Preconfigure the vhost configuration for the above sites (using prior provisioned keys for SSL)
Confirm correct operation of the sites with dummy content.

Static hosting

A number of jobs publish directly to /srv/static on the server. These are then served by Apache as static websites.

In general, we want these jobs to publish to our AFS volumes. By publishing to AFS we remove the central point of failure of a single server and it’s attached disks (mitigated by multiple AFS servers and replicas).

The AFS volumes are then served by static01.opendev.org which has a dedicated role as an AFS to HTTP bridge.

The sites in question are:

50-governance.openstack.org.conf * https://governance.openstack.org * main source -> https://opendev.org/openstack/governance-website * published via https://opendev.org/openstack/project-config/src/branch/master/zuul.d/projects.yaml#L2298 * aliases /srv/static/<election|sigs|tc|uc>
50-security.openstack.org.conf * https://security.openstack.org * single repo source -> https://opendev.org/openstack/ossa * deployed by publish-security job -> https://opendev.org/openstack/project-config/src/branch/master/zuul.d/jobs.yaml#L739
50-service-types.openstack.org.conf * https://service-types.openstack.org * single repo -> https://opendev.org/openstack/service-types-authority * https://opendev.org/openstack/project-config/src/branch/master/zuul.d/jobs.yaml#L551
50-specs.openstack.org.conf * https://specs.openstack.org * various spec repos; published by openstack-spec-jobs to subdirectories
50-releases.openstack.org.conf * https://releases.openstack.org * generated by -> https://opendev.org/openstack/releases/ * note generates .htaccess with contsraints links, used widely in pip * publish-tox-jobs-static : https://opendev.org/openstack/project-config/src/branch/master/zuul.d/jobs.yaml#L685
50-tarballs.openstack.org.conf * https://tarballs.openstack.org * every project’s release jobs

The extant AFS layout has volumes for each project.
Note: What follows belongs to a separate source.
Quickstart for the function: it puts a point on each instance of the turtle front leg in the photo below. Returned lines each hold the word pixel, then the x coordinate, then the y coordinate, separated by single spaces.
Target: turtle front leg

Thus we will continue this theme and an admin will create one volume for each of the above static sites; e.g.

/afs/openstack.org/project/governance.openstack.org (~200mb)
/afs/openstack.org/project/security.openstack.org (100mb)
/afs/openstack.org/project/service-types.openstack.org (520k)
/afs/openstack.org/project/specs.openstack.org (current 706mb)
/afs/openstack.org/project/releases.openstack.org (current 57mb)
/afs/openstack.org/project/tarballs.openstack.org (current 134gb)

The work items are as follows

Create the volumes for each site as described above
Migrate the extant data to the new volumes. It is impractical to recreate all the sites as it would require triggering many often infrequently updated repos.
Publishing jobs will be updated to use AFS publishing to these new locations. During transition period, we can publish to both locations.
Update the site configuration on static01.opendev.org to serve the site from the new location
We should be able to fully test the new sites at this point with manual host entries. Ensure: * https certificates working correctly * old links remain consistent
For each site, move to production by updating the CNAME entries in the openstack.org domain for the main server to point to static.opendev.org (note, not the server directly, i.e. static01.opendev.org, to give us flexibility in managing the backend service with server replacements or load-balancing in the future). Per prior testing, this should be transparent.
Old publishing jobs removed

Repositories

Unlikley to require new repositories

Servers

a new http server for serving AFS content
A load-balancer server is suggested to host the haproxy container

DNS Entries

Quite a few DNS entries will need to be updated as described

Documentation

Developers should largely not care where the results are published.

Small doc updates for any new services.

A guide to setting up jobs, host configuration, etc. for publishing static data for other projects may be useful.

Security

N/A

Testing

Since all updates are replacements, we can confirm that the new sites are operational before putting them into production. Any DNS switches can be essentially zero impact.

Dependencies

N/A at this time